In the 10th Congressional District of Pennsylvania, Republican Tom Marino is challenging Democratic incumbent Chris Carney.

Marino formerly served as a U.S. Attorney. Congressman Carney, elected in 2006 after defeating Republican Don Sherwood, is a Commander in the Naval Reserve.

In early August, Marino questioned Carney's abortion credentials when the Congressman's name failed to appear on a list of signatories of a bill, HR 5939, which seeks to prohibit the use of taxpayer funds for abortions. Carney later responded that he was not in Washington because he was with his wife, who underwent surgery for breast cancer, and would sign upon his return to Congress.
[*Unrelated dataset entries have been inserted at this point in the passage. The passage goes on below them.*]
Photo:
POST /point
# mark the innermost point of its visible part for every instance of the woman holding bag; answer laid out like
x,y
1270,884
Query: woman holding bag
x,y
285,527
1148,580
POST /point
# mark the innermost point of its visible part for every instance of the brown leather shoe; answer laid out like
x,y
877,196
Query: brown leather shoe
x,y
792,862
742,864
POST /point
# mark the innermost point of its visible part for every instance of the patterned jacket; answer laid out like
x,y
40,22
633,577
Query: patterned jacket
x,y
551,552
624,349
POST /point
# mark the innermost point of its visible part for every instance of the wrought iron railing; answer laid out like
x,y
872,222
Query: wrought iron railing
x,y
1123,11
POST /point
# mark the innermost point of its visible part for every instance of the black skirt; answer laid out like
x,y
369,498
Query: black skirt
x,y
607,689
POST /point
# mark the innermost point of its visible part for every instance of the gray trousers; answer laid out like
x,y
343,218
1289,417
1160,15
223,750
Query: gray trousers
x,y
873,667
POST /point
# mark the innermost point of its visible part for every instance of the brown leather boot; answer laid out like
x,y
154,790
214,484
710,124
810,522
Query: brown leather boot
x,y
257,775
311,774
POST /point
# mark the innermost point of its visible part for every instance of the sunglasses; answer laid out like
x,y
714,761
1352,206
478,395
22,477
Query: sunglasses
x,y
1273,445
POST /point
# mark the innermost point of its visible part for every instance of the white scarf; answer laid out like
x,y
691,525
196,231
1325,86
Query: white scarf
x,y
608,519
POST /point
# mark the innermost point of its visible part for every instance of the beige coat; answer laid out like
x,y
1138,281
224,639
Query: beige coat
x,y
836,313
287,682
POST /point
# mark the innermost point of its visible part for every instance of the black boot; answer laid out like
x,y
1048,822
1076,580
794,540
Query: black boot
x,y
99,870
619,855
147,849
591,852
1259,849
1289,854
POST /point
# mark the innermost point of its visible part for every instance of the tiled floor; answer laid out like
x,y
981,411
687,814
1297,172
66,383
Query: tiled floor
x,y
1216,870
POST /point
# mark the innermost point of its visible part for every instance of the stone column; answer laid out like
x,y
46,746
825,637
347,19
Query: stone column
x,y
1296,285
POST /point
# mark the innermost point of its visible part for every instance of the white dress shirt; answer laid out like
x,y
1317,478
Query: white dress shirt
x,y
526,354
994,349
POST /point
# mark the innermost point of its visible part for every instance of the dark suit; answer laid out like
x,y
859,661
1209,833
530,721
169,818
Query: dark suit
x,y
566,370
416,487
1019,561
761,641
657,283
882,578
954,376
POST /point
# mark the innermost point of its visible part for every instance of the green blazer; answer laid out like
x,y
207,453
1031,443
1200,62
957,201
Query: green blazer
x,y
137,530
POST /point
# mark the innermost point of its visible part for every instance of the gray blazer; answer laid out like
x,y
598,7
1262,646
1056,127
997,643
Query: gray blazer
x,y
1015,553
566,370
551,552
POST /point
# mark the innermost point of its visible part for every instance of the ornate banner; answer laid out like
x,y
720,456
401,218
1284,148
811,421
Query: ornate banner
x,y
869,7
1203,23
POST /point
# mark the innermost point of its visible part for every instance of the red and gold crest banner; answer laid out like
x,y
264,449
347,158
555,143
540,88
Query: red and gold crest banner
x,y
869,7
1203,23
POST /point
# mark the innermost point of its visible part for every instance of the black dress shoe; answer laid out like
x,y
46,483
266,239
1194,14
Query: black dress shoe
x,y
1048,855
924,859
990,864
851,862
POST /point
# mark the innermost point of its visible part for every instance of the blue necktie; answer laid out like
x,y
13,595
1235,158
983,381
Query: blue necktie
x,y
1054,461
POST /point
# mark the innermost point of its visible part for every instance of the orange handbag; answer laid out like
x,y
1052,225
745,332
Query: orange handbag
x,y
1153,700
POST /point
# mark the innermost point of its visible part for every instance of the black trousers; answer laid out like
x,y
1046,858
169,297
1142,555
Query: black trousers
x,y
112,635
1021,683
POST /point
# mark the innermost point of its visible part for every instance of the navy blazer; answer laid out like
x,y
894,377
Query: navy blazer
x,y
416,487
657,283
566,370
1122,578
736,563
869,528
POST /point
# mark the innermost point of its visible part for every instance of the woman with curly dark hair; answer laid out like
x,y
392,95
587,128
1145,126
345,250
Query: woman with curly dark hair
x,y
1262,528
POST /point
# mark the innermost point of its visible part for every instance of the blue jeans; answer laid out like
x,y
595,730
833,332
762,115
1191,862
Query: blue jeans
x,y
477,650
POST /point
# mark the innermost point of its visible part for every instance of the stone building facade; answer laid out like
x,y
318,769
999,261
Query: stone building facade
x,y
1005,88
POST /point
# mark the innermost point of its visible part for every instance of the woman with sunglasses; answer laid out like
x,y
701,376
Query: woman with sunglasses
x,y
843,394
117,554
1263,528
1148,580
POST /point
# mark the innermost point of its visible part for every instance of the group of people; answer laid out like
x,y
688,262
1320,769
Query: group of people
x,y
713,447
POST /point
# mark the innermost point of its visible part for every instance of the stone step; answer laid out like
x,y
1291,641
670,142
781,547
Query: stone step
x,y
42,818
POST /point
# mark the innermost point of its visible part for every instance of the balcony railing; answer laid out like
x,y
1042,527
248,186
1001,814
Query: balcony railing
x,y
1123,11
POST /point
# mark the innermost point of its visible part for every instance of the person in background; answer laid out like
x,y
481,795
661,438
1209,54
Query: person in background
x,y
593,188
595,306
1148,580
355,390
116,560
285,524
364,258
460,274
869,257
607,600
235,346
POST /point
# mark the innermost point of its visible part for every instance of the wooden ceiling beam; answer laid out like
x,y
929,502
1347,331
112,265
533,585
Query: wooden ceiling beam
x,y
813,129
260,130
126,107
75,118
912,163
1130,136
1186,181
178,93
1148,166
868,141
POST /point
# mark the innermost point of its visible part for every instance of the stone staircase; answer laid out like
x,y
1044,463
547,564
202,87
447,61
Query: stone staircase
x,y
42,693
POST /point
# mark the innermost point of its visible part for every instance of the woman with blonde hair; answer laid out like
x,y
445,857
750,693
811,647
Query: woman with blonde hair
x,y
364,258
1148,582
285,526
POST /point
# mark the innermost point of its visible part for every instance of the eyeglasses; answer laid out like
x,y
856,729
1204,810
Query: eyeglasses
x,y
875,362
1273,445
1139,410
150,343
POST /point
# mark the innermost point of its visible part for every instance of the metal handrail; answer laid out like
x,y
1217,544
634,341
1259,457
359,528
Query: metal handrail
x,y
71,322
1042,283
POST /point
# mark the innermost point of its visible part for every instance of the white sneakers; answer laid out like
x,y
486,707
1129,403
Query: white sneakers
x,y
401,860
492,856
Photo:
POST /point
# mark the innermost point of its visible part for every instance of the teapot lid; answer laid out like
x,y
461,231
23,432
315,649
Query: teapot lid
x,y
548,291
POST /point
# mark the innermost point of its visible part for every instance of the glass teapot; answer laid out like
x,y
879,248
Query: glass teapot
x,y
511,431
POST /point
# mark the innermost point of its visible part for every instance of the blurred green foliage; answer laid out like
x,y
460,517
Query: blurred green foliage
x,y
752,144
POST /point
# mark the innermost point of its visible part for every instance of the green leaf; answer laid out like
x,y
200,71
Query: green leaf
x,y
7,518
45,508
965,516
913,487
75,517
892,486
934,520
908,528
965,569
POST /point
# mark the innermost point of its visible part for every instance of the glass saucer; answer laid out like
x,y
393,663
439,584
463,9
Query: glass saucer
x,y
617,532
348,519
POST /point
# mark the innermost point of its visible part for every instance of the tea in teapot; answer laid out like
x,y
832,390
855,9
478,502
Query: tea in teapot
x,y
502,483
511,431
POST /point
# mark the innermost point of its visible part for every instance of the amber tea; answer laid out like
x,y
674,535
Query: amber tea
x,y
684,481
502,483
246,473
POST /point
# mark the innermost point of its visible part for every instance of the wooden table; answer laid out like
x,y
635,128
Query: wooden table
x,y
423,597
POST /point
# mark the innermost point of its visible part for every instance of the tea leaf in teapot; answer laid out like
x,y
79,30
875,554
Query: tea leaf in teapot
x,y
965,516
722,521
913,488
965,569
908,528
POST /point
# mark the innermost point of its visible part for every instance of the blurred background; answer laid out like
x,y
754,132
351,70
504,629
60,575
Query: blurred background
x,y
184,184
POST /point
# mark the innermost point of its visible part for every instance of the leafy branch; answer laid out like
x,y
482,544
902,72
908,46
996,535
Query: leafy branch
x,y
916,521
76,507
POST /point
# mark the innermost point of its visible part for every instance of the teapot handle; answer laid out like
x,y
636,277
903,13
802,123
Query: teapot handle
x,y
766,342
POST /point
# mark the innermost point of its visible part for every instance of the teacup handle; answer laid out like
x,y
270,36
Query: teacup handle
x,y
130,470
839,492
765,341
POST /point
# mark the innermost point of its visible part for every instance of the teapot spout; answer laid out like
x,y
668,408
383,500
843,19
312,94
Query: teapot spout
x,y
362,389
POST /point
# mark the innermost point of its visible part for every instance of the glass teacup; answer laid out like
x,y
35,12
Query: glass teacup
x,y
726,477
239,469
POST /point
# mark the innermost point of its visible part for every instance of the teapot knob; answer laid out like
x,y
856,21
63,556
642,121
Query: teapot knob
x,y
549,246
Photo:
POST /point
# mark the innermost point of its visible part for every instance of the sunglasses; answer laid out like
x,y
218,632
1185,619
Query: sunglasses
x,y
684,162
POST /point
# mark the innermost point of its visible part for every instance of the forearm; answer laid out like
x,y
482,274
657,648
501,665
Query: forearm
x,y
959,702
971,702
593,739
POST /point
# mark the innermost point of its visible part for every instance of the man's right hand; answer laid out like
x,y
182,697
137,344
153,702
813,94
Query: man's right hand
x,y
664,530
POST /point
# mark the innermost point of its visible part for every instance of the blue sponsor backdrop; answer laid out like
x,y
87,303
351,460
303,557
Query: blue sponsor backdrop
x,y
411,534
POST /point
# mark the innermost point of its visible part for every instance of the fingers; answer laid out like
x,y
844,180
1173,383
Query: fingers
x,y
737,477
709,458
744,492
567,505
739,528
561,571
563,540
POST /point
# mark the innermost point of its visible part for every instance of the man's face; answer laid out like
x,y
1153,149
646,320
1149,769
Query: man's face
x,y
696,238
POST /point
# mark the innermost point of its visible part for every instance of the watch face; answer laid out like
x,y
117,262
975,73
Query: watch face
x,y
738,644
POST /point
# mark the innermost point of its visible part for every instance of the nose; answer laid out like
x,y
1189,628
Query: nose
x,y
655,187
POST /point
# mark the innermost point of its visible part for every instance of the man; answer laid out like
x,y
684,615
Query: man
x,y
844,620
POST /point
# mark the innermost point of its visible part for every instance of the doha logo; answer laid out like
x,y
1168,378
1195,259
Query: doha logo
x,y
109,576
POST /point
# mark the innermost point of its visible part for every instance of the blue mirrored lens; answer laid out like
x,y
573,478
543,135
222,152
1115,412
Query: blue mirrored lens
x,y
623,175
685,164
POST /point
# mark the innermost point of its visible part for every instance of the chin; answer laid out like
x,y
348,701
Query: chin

The response from Carney was, however, not immediate, as he was on active duty following his wife's surgery. Military policy forbids politicking while on duty. Marino, however, pressed the attack, claiming that Carney refused to respond to him and was hiding behind his military service.

"My priority in the time leading up to Jen's surgery on July 30 was my family," said Congressman Carney upon his return. "The way that Tom Marino has carried out this latest attack, repeatedly attacking on this issue when he knew the circumstances, demonstrates he is bereft of basic human decency. It is gutter politics of the worst kind and it has absolutely no place in our community."

Congressman Carney continued: "Tom Marino's campaign was quoted in the Williamsport Sun-Gazette yesterday saying that my active duty was 'no reason to stop communicating with the press.' Had Tom Marino ever served in uniform, he would know that the military strictly prohibits political activity while on active duty."

As of the June fundraising report, Marino had $11,000 in cash on hand compared to Carney's nearly $800,000. CQ politics reported that the NRCC could spend more than $500,000 on Marino.

Marino drew criticism from Carney's campaign for claiming in an August 23rd WKOK radio interview that "My generation and probably the generation that follows me, we are going to have to step up to the plate and say, we are not going to get Social Security." Marino responded in a press release, saying, "I was commenting on what may happen to Social Security if nothing is done to fix it. I made it very clear that I will never support any reduction in benefits for people currently on Social Security and am fully committed to making Social Security solvent for future generations."

The Pennsylvania blogosphere was alight when a YouTube video of Marino in which he yells at a protestor surfaced. See the video here:

In mid-September , the Carney campaign began airing an ad calling on Marino to release a letter from the Department of Justice, which Marino claimed gave him permission to serve as a reference for a convicted felon.

Despite Marino's claims, the AP reported shortly thereafter that there was no record that the Department of Justice gave Marino "permission to serve as a personal reference," which put Marino's assertions in doubt.